As technology progresses, test-technologies and their implementation strategies change as well. The testing requirements these days include factors such as increased simulation of sensors, fault-insertion, higher data rates and increased precision. All of these must be accomplished while simultaneously increasing test throughput and lowering costs. While this has always been a tough challenge for the industry, it seems to be a more daunting prospect to support today’s technology.
Fortunately, the test and measurement (T&M) industry has been developing new solutions to address these needs. In many cases the solution has been PCI eXtension for instrumentation (PXI), which is a remarkably flexible platform. Over the last fourteen years, the 50-plus members of the PXI Systems Alliance (PXISA) have continued to innovate and create modules that can address the newest technologies.
Why PXI?
Many vendors, many more products, and lots of previous applications’ successes are key reasons for PXI’s success. But looking beyond, there are other reasons as well:
Choices in software. Many programming languages, including real-time operating systems as well as focused software for applications like hardware-in-the-loop simulation (HILS) make PXI implementation easier.
Connectivity. The best hardware is useless unless it can be connected to the unit-under-test (UUT). Fortunately, there are vendors who have created mass interconnects that work well with PXI.
Vendor creativity. The small size of 3U module (10×16 cm2) was seen as a detriment back in 1997 when the specification was released. It was felt that the small size, especially when compared to versa module europa (VME) eXtensions for instrumentation (VXI), would limit the bandwidth and density that could be achieved. But the naysayers were wrong! Switching densities of 4000 to 8000 relays in a single matrix, 1000V isolation, and RF instrumentation of 6 GHz and greater are just a few examples of what is possible in PXI.
Ability to work with other test platforms. In many instances, hybrid test systems are the norm. This can be due to the availability of test equipment, test budgets forcing hardware reuse, and partial re-hosting/upgrades of existing test systems. PXI has shown to work well in these environments.
System integrators. This segment of the test industry has embraced the PXI platform as a solution for many applications. Their ability to make PXI work is a big part of the success.

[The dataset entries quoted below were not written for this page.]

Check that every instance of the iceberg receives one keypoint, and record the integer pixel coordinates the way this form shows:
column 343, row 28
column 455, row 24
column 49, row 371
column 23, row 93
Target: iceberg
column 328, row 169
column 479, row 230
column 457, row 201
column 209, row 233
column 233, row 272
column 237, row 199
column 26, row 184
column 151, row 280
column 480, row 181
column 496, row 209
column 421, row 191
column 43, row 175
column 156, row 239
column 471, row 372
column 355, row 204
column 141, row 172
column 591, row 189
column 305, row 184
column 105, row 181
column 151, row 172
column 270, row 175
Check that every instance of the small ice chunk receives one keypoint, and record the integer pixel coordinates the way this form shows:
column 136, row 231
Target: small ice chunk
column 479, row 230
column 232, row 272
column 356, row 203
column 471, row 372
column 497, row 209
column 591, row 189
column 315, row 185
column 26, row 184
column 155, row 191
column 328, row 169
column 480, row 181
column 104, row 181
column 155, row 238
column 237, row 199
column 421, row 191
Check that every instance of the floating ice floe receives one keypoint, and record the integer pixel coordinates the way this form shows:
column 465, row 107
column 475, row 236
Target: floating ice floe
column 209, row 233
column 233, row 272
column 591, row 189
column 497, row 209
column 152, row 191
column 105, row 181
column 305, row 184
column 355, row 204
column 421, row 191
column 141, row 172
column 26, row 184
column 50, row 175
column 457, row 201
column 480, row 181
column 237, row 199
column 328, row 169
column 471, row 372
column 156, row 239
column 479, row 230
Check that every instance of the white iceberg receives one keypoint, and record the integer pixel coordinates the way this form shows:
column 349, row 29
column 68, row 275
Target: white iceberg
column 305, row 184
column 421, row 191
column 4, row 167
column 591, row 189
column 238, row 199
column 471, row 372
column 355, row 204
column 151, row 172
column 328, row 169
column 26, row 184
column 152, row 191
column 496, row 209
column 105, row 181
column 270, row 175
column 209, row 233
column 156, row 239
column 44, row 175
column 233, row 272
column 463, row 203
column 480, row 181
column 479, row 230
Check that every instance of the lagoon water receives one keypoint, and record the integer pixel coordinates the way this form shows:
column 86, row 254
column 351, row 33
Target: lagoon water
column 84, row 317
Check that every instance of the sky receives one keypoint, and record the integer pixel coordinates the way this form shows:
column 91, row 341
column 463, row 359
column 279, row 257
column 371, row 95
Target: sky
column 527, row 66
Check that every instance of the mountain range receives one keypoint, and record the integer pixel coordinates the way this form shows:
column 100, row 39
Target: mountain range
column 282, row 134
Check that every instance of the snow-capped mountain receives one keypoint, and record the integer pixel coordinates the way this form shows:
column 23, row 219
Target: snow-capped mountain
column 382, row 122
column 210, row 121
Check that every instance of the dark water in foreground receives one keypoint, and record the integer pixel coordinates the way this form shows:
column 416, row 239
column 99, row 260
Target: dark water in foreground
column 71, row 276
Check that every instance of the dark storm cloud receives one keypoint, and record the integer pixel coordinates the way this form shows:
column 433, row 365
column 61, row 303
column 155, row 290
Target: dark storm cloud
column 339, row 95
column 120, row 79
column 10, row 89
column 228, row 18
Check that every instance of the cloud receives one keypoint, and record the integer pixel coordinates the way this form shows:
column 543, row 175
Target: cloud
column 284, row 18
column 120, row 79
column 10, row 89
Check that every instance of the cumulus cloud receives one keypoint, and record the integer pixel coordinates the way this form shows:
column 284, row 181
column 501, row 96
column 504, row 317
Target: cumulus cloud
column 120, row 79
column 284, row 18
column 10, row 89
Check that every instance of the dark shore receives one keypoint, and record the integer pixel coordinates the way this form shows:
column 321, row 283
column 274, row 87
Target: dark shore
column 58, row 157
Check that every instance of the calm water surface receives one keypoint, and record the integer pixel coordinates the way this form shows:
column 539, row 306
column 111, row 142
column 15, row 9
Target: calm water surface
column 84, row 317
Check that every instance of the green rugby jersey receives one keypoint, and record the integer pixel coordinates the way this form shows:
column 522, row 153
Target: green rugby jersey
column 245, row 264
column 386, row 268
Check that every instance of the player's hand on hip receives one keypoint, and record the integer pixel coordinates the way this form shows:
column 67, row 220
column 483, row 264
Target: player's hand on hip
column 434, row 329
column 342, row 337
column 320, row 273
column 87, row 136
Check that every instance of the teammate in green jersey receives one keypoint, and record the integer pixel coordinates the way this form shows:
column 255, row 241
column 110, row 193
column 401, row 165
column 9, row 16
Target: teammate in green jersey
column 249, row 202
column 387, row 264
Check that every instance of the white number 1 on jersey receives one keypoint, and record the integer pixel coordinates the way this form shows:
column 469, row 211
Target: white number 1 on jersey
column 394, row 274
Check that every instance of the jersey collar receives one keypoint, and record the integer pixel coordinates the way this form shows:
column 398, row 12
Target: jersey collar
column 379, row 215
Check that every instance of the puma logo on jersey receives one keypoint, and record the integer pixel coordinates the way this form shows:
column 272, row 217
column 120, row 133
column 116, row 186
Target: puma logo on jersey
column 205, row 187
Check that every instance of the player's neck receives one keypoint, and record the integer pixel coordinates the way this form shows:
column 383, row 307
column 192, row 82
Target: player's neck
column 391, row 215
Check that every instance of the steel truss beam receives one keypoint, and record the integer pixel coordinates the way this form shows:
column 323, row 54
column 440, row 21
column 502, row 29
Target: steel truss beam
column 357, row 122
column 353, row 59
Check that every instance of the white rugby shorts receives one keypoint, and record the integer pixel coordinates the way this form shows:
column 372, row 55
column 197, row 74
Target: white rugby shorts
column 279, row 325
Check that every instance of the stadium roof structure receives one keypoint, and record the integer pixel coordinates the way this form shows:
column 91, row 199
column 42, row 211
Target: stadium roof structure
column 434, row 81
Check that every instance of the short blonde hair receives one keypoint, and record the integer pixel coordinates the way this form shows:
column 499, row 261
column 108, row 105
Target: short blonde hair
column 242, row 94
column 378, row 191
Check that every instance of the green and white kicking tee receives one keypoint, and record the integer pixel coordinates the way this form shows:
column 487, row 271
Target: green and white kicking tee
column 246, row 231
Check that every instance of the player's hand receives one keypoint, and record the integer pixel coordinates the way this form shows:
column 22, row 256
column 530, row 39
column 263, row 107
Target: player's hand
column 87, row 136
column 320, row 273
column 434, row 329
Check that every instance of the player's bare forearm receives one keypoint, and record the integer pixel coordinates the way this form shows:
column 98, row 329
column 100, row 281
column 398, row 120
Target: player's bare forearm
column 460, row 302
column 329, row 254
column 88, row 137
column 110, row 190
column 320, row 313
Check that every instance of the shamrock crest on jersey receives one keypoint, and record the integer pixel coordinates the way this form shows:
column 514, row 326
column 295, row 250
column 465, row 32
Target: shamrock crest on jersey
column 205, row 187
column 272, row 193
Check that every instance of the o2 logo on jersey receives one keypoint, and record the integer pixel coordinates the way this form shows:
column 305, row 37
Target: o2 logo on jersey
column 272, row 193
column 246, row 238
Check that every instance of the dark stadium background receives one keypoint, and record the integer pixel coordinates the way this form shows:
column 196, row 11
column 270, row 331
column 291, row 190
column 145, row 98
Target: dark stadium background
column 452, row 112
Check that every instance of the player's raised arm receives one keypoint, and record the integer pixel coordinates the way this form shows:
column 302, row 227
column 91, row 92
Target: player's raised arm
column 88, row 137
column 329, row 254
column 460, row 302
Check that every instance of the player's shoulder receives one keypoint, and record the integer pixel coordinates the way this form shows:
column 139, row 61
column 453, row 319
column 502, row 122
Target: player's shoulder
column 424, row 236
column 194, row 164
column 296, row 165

How PXI has been employed?
Let’s look at applications where specialised simulation of a UUT’s operating environment is necessary for test. Every test system is a simulator, as the system replicates the car, PC or the missile that the UUT will ultimately end up in. But new applications require new simulation techniques.
Here we discuss several applications where PXI was an important part of the required test strategy and in some cases made the efforts easier. Some of these applications are unique enough and one might think these would not require advanced testing techniques, much less any simulation. But in each case, PXI was a major portion of the test strategy.

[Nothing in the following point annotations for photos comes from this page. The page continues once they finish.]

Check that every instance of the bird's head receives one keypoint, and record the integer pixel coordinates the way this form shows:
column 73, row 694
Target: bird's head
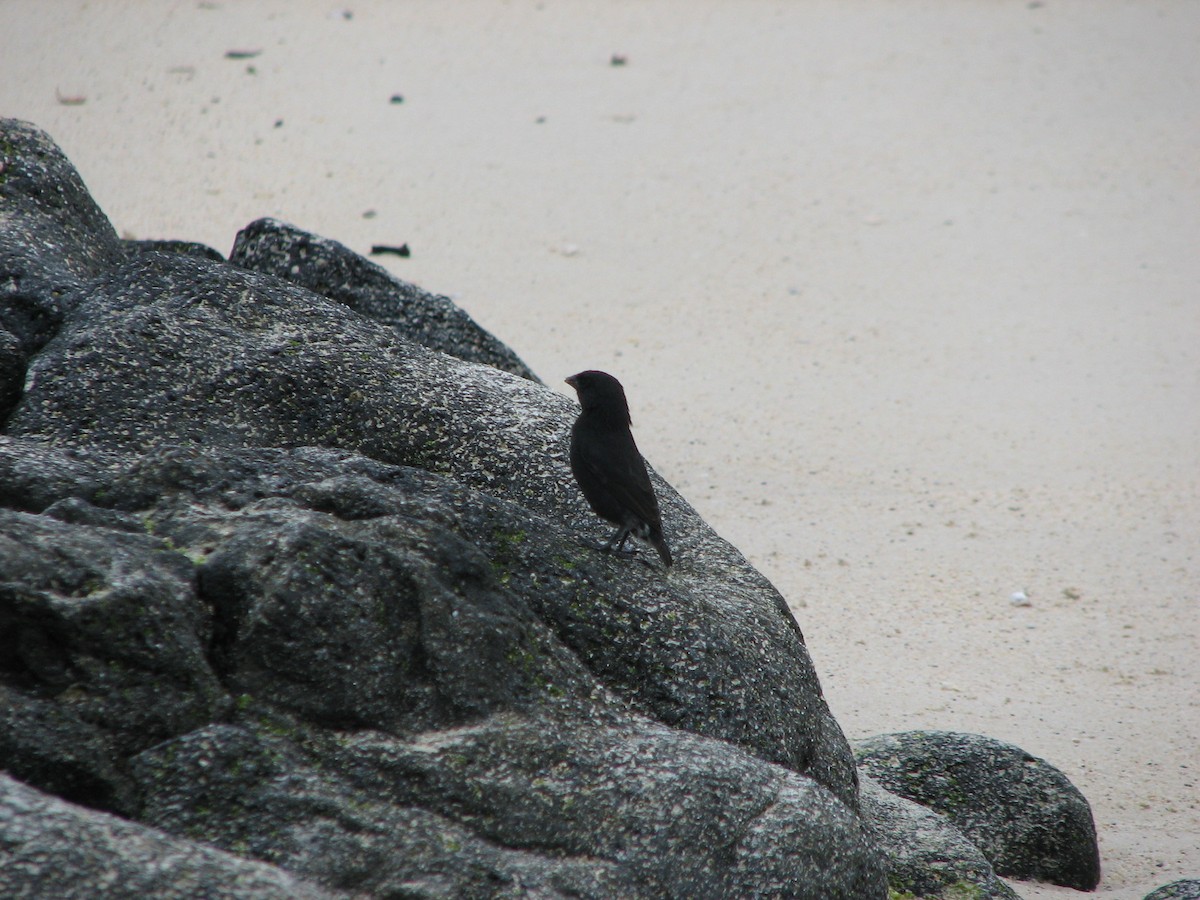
column 600, row 394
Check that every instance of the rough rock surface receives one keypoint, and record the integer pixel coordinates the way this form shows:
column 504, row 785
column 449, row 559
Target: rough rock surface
column 295, row 581
column 1185, row 889
column 53, row 849
column 927, row 856
column 1021, row 811
column 333, row 270
column 280, row 579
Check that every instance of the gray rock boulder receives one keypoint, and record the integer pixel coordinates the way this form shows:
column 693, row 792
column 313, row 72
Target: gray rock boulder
column 293, row 574
column 927, row 856
column 389, row 711
column 55, row 237
column 334, row 271
column 1021, row 811
column 168, row 349
column 277, row 577
column 1185, row 889
column 49, row 847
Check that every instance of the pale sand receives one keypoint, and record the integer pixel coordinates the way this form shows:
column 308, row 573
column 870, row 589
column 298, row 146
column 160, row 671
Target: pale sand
column 906, row 298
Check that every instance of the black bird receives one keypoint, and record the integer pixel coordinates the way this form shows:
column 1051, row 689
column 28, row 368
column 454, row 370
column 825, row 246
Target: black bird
column 607, row 466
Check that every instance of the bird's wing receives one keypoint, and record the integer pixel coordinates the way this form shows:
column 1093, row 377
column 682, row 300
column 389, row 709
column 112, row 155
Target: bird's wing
column 615, row 462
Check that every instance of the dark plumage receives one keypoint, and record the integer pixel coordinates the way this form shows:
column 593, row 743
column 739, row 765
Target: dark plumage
column 607, row 466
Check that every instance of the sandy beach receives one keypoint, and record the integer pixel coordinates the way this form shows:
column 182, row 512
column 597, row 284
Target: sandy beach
column 905, row 297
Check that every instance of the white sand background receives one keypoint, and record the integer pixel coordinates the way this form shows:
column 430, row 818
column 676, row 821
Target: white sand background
column 905, row 295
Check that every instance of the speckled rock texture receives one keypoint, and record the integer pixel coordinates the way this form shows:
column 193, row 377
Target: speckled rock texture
column 1185, row 889
column 1021, row 811
column 925, row 855
column 299, row 587
column 52, row 849
column 334, row 271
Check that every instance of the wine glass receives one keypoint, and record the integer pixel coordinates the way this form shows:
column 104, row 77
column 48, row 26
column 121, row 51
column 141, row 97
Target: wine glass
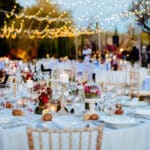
column 69, row 106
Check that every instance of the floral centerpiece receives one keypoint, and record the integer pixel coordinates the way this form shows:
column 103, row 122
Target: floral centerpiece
column 92, row 93
column 92, row 90
column 44, row 95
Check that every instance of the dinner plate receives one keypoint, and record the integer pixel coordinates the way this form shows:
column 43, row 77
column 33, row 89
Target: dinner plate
column 136, row 103
column 119, row 121
column 142, row 112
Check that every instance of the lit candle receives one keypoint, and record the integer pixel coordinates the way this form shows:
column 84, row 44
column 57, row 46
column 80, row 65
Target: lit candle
column 19, row 103
column 53, row 108
column 64, row 77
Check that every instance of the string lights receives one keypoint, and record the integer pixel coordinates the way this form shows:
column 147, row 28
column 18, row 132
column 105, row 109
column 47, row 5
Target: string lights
column 71, row 27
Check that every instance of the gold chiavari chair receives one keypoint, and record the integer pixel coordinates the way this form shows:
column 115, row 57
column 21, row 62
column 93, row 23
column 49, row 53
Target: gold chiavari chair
column 66, row 139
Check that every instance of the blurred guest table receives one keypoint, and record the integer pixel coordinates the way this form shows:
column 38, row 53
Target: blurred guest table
column 13, row 130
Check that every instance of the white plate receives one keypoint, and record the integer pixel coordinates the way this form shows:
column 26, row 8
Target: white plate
column 136, row 103
column 143, row 112
column 119, row 121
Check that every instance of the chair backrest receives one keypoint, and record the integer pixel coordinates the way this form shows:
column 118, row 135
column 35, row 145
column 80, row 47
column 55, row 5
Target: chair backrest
column 65, row 139
column 134, row 83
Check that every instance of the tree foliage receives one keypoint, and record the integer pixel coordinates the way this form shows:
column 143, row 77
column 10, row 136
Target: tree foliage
column 5, row 7
column 8, row 6
column 141, row 10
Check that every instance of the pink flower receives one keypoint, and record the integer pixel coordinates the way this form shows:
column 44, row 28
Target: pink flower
column 44, row 97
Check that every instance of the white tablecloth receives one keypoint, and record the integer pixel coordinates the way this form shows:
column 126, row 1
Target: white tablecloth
column 133, row 138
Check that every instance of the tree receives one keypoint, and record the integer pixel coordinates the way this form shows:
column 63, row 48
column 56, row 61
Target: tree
column 141, row 10
column 7, row 8
column 37, row 27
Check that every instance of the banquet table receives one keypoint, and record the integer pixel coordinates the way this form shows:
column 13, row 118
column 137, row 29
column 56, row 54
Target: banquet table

1. Automotive ECU fault insertion
Customer. A leading French systems integrator who develops functional and design validation testers for the automotive and aerospace industries.
Application. The end-user required test systems to validate the design reliability of their engine control units—also known as power-train control modules or engine control modules.

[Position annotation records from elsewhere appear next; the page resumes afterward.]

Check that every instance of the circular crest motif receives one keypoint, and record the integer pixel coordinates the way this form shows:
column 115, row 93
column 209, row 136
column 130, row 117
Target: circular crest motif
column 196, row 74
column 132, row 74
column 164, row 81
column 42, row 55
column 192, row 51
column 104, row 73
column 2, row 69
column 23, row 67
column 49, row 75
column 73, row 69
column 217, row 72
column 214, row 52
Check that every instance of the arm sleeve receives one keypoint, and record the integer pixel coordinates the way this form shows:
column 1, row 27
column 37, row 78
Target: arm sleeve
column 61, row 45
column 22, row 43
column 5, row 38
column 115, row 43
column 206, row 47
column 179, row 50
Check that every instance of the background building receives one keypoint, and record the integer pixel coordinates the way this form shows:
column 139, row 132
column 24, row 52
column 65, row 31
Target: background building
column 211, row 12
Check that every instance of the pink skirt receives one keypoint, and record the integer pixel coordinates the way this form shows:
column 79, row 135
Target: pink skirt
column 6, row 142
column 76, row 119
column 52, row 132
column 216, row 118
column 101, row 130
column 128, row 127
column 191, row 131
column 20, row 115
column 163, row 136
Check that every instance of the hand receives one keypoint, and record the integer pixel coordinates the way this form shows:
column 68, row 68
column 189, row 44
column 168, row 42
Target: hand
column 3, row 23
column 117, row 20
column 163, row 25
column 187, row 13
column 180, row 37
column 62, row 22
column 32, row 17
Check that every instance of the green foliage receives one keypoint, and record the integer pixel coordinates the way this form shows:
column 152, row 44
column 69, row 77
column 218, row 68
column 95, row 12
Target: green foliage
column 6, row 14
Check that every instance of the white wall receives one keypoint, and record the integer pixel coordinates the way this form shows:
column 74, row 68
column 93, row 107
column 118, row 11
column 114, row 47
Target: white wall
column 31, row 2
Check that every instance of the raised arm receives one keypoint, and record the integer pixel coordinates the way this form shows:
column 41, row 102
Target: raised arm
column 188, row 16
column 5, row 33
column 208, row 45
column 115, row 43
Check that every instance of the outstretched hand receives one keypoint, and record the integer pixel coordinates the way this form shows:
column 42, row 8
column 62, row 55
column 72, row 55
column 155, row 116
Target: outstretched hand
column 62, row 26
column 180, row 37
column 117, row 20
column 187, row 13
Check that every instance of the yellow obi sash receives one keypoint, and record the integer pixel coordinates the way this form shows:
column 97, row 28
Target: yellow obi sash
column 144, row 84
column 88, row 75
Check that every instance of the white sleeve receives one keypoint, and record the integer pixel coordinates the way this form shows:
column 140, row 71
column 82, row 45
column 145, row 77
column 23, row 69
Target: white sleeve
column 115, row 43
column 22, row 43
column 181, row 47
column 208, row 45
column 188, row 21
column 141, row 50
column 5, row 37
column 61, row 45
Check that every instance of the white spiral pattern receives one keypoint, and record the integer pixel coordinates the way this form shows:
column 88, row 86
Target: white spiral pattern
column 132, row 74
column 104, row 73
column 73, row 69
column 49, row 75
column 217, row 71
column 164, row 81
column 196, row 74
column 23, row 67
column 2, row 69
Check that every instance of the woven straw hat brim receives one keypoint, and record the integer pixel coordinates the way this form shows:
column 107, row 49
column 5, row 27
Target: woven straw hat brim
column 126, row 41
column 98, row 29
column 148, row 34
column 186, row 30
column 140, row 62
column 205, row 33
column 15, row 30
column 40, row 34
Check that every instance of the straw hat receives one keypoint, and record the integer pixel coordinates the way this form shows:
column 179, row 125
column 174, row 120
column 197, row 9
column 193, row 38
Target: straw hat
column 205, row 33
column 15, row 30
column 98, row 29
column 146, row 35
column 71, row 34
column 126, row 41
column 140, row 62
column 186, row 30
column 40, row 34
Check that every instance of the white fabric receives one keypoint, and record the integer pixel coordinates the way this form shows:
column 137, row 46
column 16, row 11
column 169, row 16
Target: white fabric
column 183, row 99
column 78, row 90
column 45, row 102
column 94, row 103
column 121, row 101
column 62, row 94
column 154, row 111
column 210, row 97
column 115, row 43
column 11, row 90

The system integrator was tasked to find a more flexible and cost-effective alternative to proprietary HILS solutions. The existing system was an internally-developed design and used a very manual method of performing fault simulation. To insert a fault, the operator had to manually move cables on a patch panel to short pins together, force a stuck at Vbat or ground, or inject false sensor data. This method was slow, subject to human error and expensive. Given the issue of liability when electronic systems fail and the continuous pressure to lower costs, a strategy change was clearly necessary.
Fault simulation during the design and validation of ECUs is a method of establishing solid predictions for reliability and firmware verification, ensuring the safety of driver and passengers. An ECU relies on information from a set of sensors and controls to decide what to do with the device that it is managing. These sensors often work in extremely hostile environments (such as within a car in this application) and predictable failures can occur in the sensors or their interconnections. The ECU has to respond appropriately to these component failures, as well as to genuine system faults.
The idea of testing for system failures is not new. It is an important aspect of ECU validation and involves the introduction of electrical faults into a system. The test process typically duplicates various conditions that could occur because of corrosion, short/open circuits and other electrical failures inherited through infant mortality, age, damage or even faulty installation.
Solution. PXI provides an open platform for HILS requirements. Combining this with the large range of hardware available from vendors enables flexible and cost-effective alternatives to proprietary systems.
The modularity and openness of PXI enabled the integrator to design a highly scalable solution with plenty of potential for evolution.